En outre, si le contexte est à un encadrement communautaire de plus en plus important avec les risques de contentieux qu'il comporte, votre rapporteur s'est beaucoup interrogé sur les risques d'un excès de « surtransposition » de la directive cadre sur l'eau , qui impose aux États une logique de résultats, et non de moyens.

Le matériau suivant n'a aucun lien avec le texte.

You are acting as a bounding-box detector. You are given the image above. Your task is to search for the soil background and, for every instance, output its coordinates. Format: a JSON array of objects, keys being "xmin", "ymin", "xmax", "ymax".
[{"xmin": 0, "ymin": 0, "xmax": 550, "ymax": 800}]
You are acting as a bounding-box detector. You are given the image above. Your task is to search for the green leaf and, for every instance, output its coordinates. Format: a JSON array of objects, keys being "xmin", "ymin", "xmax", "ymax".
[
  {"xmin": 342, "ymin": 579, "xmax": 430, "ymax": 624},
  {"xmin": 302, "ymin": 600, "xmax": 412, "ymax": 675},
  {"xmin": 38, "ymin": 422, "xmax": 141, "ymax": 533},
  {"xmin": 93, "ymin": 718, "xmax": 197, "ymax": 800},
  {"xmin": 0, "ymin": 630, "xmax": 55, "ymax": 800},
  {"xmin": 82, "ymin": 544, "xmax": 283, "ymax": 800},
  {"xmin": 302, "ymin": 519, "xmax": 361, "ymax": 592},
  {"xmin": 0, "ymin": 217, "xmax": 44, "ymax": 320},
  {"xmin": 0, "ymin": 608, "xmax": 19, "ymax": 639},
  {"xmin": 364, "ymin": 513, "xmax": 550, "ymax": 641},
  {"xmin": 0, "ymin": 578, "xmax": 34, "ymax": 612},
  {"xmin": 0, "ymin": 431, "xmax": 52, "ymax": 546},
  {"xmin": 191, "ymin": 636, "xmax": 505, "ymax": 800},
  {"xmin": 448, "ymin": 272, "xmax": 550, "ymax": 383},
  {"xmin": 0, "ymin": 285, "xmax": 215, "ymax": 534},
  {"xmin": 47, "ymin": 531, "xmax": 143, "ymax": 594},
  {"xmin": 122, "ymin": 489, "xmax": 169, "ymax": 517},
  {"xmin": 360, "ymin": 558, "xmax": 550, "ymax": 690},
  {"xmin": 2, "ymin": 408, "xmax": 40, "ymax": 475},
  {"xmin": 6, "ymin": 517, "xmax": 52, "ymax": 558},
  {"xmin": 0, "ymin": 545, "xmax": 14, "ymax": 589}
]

Dans ce cadre, votre rapporteur a identifié quatre grands pans de la loi au sein desquels persistent des difficultés, et qui pénalisent les acteurs directement impactés par celle-ci :
- la gestion qualitative de l'eau , dans le cadre des objectifs fixés par la DCE mais dont l'évaluation est faite à l'aune de critères de plus en plus exigeants, et avec notamment des tensions encore très présentes sur le terrain en ce qui concerne l'application du principe de continuité écologique, la préservation de l'eau potable avec le double dispositif des périmètres de protection (code de la santé publique) et des aires d'alimentation de captage (code de l'environnement) et les difficultés liées aux pollutions diffuses, oubliant la conciliation avec les activités économiques de ces territoires ;
- la gestion quantitative de la ressource avec notamment les conflits d'usages qui apparaissent conjoncturellement, la gestion collective des prélèvements, prévue par la LEMA qui mutualiser les droits d'eau par des organismes uniques de gestion ;
- la simplification des procédures et l'allègement des normes notamment dans le cadre des autorisations des installations « loi sur l'eau » (installations, ouvrages, travaux et aménagements) ;
- la planification et la gouvernance , avec notamment l'équilibre de la représentation des différents acteurs au sein des instances de bassin.
* 1 Rapport n° 271 (2004-2005) de M. Bruno SIDO, fait au nom de la commission des affaires économiques, déposé le 30 mars 2005
* 2 Rapport d'information n°616 (2015-2016) fait au nom de la délégation sénatoriale à la prospective par MM. Henri TANDONNET et Jean-Jacques LOZACH, 19 mai 2016.